Abito in un luogo che tutto il mondo ammira: l’isola di Capri. Qui, nei mesi scorsi, tutti i giorni, per lo più a sera, ma talvolta anche durante la mattinata, mi sono sintonizzato, a mano a mano, per qualche minuto, su una decina dei più noti e seguiti canali tv (sempre gli stessi). Non c’è mai stato un giorno in cui, tra pubblicità che non mi attraevano, non ci sia stata almeno una scena di uccisione, e almeno alcune scene di violenza o di preparazione alla violenza. Quasi mai c’è stata una scena di grazia. Quelle di bellezza erano i documentari di arte e di viaggi. Fuori c’era spesso limpida luce e altro vivere da cui cercava di distogliere quel che veniva dallo schermo. Come aveva detto Arthur Schopenhauer, qualche giorno prima della sua scomparsa, le culture locali avevano contribuito a far grande l’Italia, che con esse tanto aveva dato a gran parte dell’Europa. Dal tempo dell’unificazione esse avevano cercato di non rendere «confuso e livellato» il tessuto sociale, come aveva temuto Schopenhauer. Ma ora questo tessuto, disintegrato sempre più dalla tv, anche con la stessa tv viene sostituito con quello dell’utilitaristico sistema tecnologico-industriale.

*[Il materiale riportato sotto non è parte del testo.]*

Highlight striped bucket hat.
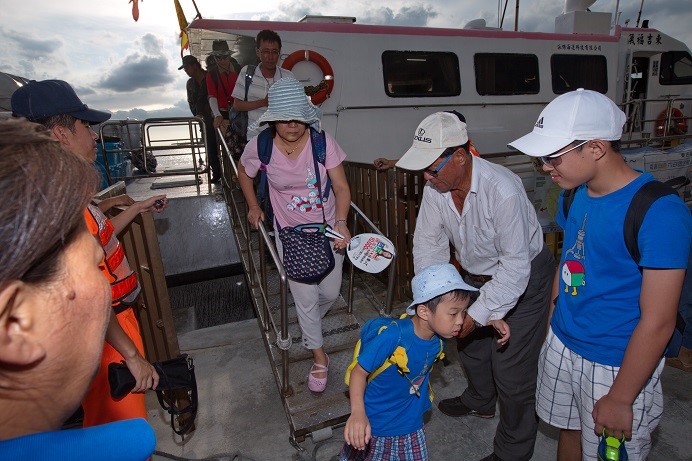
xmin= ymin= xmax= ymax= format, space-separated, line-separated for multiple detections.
xmin=250 ymin=77 xmax=321 ymax=132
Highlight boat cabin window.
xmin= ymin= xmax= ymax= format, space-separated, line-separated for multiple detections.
xmin=474 ymin=53 xmax=539 ymax=95
xmin=551 ymin=54 xmax=608 ymax=94
xmin=659 ymin=51 xmax=692 ymax=86
xmin=382 ymin=51 xmax=461 ymax=97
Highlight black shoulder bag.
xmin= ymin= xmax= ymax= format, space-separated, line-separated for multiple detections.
xmin=108 ymin=354 xmax=198 ymax=436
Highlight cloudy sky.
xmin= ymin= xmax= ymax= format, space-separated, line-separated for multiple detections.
xmin=2 ymin=0 xmax=690 ymax=119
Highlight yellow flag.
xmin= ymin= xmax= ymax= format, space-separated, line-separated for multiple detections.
xmin=174 ymin=0 xmax=189 ymax=56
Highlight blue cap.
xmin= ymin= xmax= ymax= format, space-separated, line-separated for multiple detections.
xmin=407 ymin=263 xmax=477 ymax=315
xmin=11 ymin=79 xmax=111 ymax=124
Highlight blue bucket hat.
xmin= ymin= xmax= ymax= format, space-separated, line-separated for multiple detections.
xmin=250 ymin=77 xmax=321 ymax=132
xmin=406 ymin=263 xmax=477 ymax=315
xmin=11 ymin=79 xmax=111 ymax=125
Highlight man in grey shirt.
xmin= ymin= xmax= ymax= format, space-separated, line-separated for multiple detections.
xmin=231 ymin=29 xmax=294 ymax=141
xmin=396 ymin=112 xmax=555 ymax=461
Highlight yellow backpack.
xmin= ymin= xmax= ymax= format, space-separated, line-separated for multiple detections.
xmin=344 ymin=314 xmax=445 ymax=400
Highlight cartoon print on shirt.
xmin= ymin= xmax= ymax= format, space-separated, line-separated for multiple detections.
xmin=561 ymin=214 xmax=587 ymax=296
xmin=285 ymin=161 xmax=324 ymax=213
xmin=409 ymin=376 xmax=424 ymax=396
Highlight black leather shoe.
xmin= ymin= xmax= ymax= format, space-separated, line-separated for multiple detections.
xmin=479 ymin=454 xmax=505 ymax=461
xmin=437 ymin=395 xmax=495 ymax=418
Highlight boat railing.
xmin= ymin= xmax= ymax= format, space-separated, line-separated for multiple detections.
xmin=216 ymin=128 xmax=396 ymax=396
xmin=98 ymin=117 xmax=213 ymax=192
xmin=621 ymin=95 xmax=692 ymax=147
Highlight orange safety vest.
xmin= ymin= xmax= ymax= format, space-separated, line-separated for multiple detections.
xmin=85 ymin=204 xmax=141 ymax=308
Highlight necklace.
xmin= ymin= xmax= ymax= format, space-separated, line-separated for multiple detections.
xmin=279 ymin=131 xmax=306 ymax=155
xmin=283 ymin=143 xmax=300 ymax=155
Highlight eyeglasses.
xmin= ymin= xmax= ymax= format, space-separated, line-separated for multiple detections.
xmin=259 ymin=49 xmax=280 ymax=56
xmin=540 ymin=140 xmax=589 ymax=166
xmin=423 ymin=147 xmax=457 ymax=177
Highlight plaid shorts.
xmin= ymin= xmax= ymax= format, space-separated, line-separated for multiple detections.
xmin=536 ymin=328 xmax=664 ymax=461
xmin=339 ymin=427 xmax=428 ymax=461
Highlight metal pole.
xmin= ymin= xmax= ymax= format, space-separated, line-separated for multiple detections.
xmin=514 ymin=0 xmax=520 ymax=31
xmin=635 ymin=0 xmax=644 ymax=28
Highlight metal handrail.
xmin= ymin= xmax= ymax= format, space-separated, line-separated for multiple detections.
xmin=98 ymin=117 xmax=212 ymax=193
xmin=215 ymin=127 xmax=396 ymax=395
xmin=621 ymin=95 xmax=692 ymax=144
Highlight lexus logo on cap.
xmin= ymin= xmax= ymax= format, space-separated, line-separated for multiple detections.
xmin=414 ymin=127 xmax=432 ymax=144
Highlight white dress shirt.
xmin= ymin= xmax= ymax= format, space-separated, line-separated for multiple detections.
xmin=413 ymin=155 xmax=544 ymax=325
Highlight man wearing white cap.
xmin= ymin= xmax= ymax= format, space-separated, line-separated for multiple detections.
xmin=396 ymin=112 xmax=555 ymax=461
xmin=509 ymin=89 xmax=691 ymax=460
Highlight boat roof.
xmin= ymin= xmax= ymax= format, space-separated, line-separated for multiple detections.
xmin=188 ymin=18 xmax=622 ymax=43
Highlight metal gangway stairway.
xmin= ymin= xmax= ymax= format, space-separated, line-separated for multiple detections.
xmin=215 ymin=130 xmax=398 ymax=448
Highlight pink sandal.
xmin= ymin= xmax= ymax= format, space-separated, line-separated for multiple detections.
xmin=307 ymin=354 xmax=330 ymax=393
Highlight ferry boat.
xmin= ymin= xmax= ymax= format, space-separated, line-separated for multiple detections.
xmin=186 ymin=2 xmax=692 ymax=164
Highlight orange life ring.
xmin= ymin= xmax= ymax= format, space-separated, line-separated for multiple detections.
xmin=282 ymin=50 xmax=334 ymax=105
xmin=655 ymin=107 xmax=688 ymax=136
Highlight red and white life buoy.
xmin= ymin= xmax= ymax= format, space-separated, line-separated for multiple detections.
xmin=282 ymin=50 xmax=334 ymax=105
xmin=655 ymin=107 xmax=688 ymax=136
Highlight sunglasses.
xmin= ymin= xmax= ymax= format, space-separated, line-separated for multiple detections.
xmin=423 ymin=147 xmax=457 ymax=177
xmin=540 ymin=140 xmax=588 ymax=166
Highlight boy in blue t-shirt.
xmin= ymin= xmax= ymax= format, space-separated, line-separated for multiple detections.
xmin=509 ymin=89 xmax=692 ymax=461
xmin=340 ymin=263 xmax=510 ymax=461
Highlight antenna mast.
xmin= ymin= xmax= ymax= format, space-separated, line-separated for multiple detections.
xmin=514 ymin=0 xmax=520 ymax=31
xmin=635 ymin=0 xmax=644 ymax=27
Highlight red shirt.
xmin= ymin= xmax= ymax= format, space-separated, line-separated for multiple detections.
xmin=206 ymin=70 xmax=238 ymax=111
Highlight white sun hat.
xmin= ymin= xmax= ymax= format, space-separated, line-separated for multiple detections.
xmin=508 ymin=88 xmax=626 ymax=157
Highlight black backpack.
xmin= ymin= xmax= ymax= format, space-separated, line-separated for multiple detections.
xmin=561 ymin=180 xmax=690 ymax=357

Attraente è la speranza del ricominciare dal basso, con la quale Elisa Manna conclude l’articolo. Purtroppo la società nella quale siamo non fa più crescere alberi affinché diano frutti alle generazioni seguenti, ma li fa crescere affinché, anche contro natura, diano subito frutti, prima di diventare sterili o di essere addirittura abbattuti. Stando così le cose, il problema fondamentale è come parte almeno dell’attuale società possa piantare e poi curare e tutelare nella loro crescita nuovi alberi, in un tempo in cui il dinamismo del mondo tecnocratico tenta di distruggere la stessa fede, che deve essere quotidianamente riconquistata.